Research Program on Law and Market Behavior and University of Lucerne to host Graduate Academy for Law and Economics


Author: Denise Wager

Lucern Switzerland Skyline

Notre Dame Law School’s Research Program on Law and Market Behavior (ND LAMB) is collaborating with the University of Lucerne to host the Lucerne Graduate Academy for Law and Economics later this month. The goal of this new initiative is to offer an annual intensive one-week program that introduces legal scholars, economists, and practitioners to cutting-edge themes and current trends in the field of law and economics. The program will be held June 27 through July 1 at the University of Lucerne.

Notre Dame Law Professor Avishalom Tor, who serves as director of ND LAMB, and Jonathan Klick, the Charles A. Heimbold, Jr. Professor of Law at the University of Pennsylvania Carey Law School, will deliver the two main courses for the Graduate Academy.

Avishalom Tor 2019
Professor Avishalom Tor

The program consists of three different components: two main courses, three special lectures, and research colloquia. The two main courses will provide in-depth introductions to “The Law and Economics of Behavioral Regulation” (by Professor Tor) and empirical law and economics (by Professor Klick). The special lectures will be divided into three sections: one theoretical section in economics and two practical applications in business law.

Participants will also have the chance to gain hands-on experience by presenting their research in one of the Graduate Academy’s colloquium sessions. The colloquia will offer the opportunity for participants to share their research with a wider community of global scholars, as well as to obtain feedback and support from the Graduate Academy’s directors and lecturers.

Finally, the Graduate Academy’s program for its graduate student and junior faculty participants from around the globe will be enriched by a cross-disciplinary guest lecture on “The Problem of Legitimate Authority in Classical Islam” by Professor Deborah Tor of Notre Dame’s Department of History.

This is the second recent collaboration between Notre Dame Law School and the University of Lucerne. Earlier this spring, ND LAMB and the University of Lucerne co-organized the 9th Law and Economics Conference in Lucerne: Law and Economics of the Digital Transformation. That conference analyzed the issues raised by digital transformation across the law from both a law and economics perspective. G. Marcus Cole, the Joseph A. Matson Dean of Notre Dame Law School, gave one of the keynote addresses on the Law and Economics of Mobile Money.
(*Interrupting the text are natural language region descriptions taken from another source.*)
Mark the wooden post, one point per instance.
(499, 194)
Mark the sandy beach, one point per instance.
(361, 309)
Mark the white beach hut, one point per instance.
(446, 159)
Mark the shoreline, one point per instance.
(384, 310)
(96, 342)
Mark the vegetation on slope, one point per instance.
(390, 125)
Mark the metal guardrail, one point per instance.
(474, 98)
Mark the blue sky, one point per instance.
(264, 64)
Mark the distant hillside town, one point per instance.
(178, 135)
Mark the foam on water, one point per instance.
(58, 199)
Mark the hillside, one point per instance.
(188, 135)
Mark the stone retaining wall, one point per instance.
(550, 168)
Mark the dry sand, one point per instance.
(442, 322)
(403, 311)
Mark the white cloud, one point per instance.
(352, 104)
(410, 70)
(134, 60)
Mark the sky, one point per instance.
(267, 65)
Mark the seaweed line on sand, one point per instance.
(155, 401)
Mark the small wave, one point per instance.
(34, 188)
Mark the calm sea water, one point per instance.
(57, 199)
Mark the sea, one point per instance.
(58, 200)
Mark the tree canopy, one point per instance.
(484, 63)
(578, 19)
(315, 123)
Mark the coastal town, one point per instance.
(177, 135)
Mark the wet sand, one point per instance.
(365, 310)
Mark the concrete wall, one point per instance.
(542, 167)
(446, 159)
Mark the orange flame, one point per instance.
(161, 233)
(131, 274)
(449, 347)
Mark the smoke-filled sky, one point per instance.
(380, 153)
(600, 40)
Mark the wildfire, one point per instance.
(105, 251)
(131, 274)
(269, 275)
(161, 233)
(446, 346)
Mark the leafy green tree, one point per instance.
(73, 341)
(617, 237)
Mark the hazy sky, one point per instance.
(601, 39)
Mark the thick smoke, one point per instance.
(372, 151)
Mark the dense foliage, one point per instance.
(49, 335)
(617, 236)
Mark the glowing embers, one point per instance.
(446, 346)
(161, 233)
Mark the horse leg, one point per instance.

The Graduate Academy builds on nearly a decade of collaboration between ND LAMB and the University of Lucerne. The partnership has produced seven joint LAMB-Lucerne conferences, facilitated two additional joint conferences of Notre Dame Law School and the University of Lucerne, and paved the way for the University of Lucerne to become one of the Law School’s exchange programs. Notre Dame Law School students may study at the University of Lucerne for a full academic year or for a semester, and exceptional candidates may be selected to work as research assistants over the summer at Lucerne. The University of Lucerne’s location in Switzerland makes it an ideal place to explore human rights and international economic law, as well as arbitration, international litigation, law and sustainability, and Swiss law.

The photo at the top of this page shows Lucerne, Switzerland.